Execution on guided lines can drive a significant re-rating
We retain ADD on the de-merged ABFRL with TP of Rs100 (23x Jun-27E EBITDA; ex TMRW). ABFRL offers a ~20% decadal growth opportunity with annual margin gain of ~100bps on average, per the Investor Day outlook. The company has also provided comfort on no further rounds of M&A and on further capital raise. In our view, the management guidance offers significant re-rating scope, though we prefer to wait for execution on key drivers before turning constructive on the stock. Although our estimates largely build-in this guidance, we remain conservative on the TP multiple. Monitorables include a multifold scale-up of Style Up (3-Yr target: 250 store additions), Tasva (5-Yr target: ~200 additions), designer brands (~25% CAGR), luxury retail (Galeries Lafayette), and margin turnaround in Pantaloons/TCNS. ABFRL reported a strong EBITDA performance in Q4, with topline beating our estimate by ~2% along with a ~350bps beat on our margin, aided by ~500/700bps margin gains in Pantaloons/Ethnic.
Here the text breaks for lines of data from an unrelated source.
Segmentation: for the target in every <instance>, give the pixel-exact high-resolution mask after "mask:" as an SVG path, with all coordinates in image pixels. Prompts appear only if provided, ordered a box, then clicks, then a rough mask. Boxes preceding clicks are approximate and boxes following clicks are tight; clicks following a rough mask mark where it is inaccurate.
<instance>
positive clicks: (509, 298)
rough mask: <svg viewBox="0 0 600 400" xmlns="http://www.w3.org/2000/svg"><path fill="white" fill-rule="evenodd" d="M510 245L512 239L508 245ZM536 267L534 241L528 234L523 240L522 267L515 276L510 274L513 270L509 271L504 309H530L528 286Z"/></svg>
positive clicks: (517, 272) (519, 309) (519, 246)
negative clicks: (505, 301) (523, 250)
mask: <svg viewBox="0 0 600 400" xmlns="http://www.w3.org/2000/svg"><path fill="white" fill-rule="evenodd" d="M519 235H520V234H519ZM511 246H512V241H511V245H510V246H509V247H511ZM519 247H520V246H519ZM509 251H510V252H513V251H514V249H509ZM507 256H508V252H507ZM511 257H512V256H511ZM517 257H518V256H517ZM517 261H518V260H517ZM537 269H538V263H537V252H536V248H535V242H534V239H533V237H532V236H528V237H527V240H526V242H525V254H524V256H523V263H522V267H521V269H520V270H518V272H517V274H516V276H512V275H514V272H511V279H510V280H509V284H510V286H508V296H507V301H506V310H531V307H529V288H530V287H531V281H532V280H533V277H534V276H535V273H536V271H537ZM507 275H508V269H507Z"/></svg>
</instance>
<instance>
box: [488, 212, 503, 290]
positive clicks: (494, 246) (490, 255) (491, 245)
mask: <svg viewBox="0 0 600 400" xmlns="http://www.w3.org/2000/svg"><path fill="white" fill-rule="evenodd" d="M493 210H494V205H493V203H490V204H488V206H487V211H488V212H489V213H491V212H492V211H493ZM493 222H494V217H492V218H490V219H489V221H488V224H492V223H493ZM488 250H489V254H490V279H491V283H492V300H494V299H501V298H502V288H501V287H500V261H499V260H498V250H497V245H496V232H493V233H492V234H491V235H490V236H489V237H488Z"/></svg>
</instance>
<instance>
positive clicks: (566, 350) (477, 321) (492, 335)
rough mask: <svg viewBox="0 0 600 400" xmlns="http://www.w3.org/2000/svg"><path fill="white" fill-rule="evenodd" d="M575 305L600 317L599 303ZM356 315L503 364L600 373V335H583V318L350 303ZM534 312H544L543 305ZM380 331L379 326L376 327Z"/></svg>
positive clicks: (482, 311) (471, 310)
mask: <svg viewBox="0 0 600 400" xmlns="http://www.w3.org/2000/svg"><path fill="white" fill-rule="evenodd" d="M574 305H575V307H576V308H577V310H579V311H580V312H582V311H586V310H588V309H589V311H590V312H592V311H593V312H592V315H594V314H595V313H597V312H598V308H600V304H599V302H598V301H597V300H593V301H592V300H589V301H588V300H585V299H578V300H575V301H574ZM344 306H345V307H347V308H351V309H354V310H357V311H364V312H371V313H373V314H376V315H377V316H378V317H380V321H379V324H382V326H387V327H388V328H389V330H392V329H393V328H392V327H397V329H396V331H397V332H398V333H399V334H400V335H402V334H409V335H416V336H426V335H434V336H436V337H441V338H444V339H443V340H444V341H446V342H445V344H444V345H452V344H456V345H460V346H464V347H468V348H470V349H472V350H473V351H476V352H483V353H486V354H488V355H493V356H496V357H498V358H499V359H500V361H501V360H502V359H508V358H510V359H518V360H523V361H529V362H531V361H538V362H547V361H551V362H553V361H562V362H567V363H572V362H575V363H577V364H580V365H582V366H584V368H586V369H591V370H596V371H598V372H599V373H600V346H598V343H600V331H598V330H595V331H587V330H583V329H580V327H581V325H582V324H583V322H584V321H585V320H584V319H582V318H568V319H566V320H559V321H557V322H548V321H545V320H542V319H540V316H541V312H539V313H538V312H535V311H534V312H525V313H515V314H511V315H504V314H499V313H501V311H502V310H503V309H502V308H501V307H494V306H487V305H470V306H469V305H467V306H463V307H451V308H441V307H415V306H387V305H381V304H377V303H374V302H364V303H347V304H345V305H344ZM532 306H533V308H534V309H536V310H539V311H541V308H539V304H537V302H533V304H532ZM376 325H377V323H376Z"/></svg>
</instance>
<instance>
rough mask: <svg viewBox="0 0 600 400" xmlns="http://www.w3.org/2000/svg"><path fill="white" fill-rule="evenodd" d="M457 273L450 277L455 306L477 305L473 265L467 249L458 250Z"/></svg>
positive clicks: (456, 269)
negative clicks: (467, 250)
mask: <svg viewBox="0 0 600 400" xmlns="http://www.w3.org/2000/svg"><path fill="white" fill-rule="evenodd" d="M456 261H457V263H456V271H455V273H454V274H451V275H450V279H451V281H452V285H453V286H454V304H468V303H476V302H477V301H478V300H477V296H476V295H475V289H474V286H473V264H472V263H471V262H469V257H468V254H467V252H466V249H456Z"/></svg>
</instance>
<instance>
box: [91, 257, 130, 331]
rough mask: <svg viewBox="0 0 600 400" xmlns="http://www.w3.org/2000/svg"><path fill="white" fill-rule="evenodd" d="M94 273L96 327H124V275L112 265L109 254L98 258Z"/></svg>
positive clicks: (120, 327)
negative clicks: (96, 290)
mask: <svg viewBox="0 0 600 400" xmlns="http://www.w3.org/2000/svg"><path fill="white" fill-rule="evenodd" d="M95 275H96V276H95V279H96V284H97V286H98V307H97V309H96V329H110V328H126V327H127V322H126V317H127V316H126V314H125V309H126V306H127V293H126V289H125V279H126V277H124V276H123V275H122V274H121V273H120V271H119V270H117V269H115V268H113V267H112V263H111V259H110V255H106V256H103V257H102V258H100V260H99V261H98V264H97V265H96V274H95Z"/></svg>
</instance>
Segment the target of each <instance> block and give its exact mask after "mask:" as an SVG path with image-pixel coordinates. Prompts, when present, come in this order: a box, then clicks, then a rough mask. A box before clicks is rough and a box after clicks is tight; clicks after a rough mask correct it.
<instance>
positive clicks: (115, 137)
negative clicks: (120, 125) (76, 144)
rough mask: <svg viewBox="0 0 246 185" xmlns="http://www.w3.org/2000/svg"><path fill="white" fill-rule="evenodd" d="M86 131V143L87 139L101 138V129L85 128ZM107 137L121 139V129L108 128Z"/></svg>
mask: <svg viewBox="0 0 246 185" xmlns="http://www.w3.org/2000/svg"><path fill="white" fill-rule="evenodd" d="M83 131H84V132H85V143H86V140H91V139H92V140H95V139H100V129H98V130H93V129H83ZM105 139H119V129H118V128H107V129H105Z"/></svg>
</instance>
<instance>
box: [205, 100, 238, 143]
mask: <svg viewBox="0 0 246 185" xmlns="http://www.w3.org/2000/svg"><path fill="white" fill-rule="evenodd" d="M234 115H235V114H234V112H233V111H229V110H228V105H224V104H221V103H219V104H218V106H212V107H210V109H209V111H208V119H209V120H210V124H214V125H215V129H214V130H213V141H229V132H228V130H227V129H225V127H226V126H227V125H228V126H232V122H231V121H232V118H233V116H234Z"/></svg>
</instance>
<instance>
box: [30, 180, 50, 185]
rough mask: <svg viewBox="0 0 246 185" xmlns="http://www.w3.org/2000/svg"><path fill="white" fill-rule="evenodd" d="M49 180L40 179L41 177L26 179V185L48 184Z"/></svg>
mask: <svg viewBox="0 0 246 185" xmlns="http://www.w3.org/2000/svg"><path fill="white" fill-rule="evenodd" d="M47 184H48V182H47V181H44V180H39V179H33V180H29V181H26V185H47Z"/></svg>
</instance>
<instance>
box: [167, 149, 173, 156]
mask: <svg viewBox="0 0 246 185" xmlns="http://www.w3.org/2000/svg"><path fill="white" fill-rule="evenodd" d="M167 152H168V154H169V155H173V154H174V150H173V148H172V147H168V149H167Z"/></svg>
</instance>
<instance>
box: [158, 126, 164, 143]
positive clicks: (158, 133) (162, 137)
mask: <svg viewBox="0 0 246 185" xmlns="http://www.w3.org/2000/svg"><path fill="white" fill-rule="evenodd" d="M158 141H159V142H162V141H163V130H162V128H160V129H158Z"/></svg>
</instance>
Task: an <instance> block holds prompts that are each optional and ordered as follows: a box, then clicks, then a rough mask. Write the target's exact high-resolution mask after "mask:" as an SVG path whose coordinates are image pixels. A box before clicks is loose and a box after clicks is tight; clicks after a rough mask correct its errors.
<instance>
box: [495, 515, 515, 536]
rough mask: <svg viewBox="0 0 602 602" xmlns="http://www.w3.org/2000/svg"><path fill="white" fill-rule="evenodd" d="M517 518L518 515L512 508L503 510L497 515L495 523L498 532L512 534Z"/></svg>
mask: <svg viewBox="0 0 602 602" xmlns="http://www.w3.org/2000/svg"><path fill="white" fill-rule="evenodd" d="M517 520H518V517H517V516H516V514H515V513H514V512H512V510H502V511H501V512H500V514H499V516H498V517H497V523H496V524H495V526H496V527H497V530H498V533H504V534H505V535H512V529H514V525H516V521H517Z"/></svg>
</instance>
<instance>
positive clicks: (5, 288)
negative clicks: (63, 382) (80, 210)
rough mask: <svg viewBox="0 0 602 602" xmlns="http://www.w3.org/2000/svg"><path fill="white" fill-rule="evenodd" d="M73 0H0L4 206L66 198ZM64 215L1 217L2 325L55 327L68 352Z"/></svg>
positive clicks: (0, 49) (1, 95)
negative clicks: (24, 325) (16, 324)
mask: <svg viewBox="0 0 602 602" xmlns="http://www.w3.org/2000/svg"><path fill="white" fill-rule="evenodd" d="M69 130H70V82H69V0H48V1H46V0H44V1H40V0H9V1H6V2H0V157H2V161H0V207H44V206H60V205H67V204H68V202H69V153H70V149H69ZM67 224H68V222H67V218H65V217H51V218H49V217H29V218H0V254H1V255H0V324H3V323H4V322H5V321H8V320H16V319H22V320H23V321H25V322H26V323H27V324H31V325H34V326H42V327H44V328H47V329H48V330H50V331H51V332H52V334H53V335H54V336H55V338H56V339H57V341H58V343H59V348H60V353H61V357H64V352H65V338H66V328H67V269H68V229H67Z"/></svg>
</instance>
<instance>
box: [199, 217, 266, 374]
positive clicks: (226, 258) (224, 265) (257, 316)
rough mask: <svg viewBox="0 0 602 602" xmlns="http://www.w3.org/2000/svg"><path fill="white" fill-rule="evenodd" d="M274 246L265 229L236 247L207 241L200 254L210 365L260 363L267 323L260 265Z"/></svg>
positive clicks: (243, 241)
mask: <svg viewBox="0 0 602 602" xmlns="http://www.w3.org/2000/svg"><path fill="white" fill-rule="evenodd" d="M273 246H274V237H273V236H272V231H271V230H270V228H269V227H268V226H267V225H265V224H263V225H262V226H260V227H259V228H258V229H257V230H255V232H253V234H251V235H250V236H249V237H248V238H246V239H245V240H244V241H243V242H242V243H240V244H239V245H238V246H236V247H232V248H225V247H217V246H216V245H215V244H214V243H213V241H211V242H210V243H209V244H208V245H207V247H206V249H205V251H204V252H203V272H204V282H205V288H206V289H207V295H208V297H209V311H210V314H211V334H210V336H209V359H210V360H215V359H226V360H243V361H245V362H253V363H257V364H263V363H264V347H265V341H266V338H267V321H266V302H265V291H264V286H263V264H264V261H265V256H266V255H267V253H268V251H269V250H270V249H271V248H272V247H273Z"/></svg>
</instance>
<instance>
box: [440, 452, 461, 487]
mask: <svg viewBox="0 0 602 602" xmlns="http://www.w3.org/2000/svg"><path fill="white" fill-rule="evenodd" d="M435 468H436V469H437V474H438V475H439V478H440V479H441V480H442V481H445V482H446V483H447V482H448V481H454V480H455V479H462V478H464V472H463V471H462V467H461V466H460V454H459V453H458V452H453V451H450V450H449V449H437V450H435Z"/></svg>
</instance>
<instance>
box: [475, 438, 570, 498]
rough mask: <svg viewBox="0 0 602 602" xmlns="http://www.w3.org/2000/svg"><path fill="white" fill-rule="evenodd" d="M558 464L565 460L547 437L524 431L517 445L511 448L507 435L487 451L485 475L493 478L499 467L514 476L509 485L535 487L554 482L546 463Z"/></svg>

ABFRL highlighted that Pantaloons has made structural changes (better product, fresh mix) and that the overall entity (ex TMRW) should be profitable in FY26, with segment-wise profitability in FY27. Near-term capex is expected to remain in the Rs4-5bn range.
Underlying demand still weak; Q4 sees healthy margin gains across formats
Consol sales at Rs17.0bn were up 9%, led by 19%/26% growth in the Ethnic/TMRW segments and offset by muted growth in Pantaloons (down 1%). The Ethnic portfolio (exTCNS) posted a robust 45% YoY growth in Q4, led by ~50% growth in Tasva (12% LTL) and strong continued traction in designer-led brands (ex-Sabyasachi). While the company’s wedding-related portfolio should see a pick-up in Q1FY26TD (higher number of wedding days), the underlying demand trends remain sluggish, as of now. Pantaloons reported 1% revenue decline in Q4 (SSG down 1.6%), impacted by closure of over 50 stores in the last 15 months. Adjusted EBITDA for Q4 doubled, led by a broad-based margin gain (~550/200bps in Q4/FY25). Among major segments, Ethnic/Pantaloons saw ~700/500bps margin gains in Q4. The Pantaloons EBITDA margin gain is structural, mainly led by lower markdown, improved private label share, disciplined cost optimization efforts, and some gain contributed by 50 store closures over the last 15 months. Pantaloons added 6 new stores this quarter (closed 13). ABFRL saw 7 Style Up store adds in Q4, with another 40-50 adds expected in FY26.
Pantaloons delivers margin-led growth despite macro softness and store rationalization
EBITDA margin improved for the sixth straight quarter, reaching 15.1% in Q4 and 16.9% for the full year. Key drivers included a better private label mix, markdown control, and strong execution. Around 50 underperforming stores were closed in the last 15M; FY26 will see 15-20 new stores, largely in metros, mini-metros, and tier-1 cities. ABFRL sees scope of ~300bps margin expansion in Pantaloons over the medium term.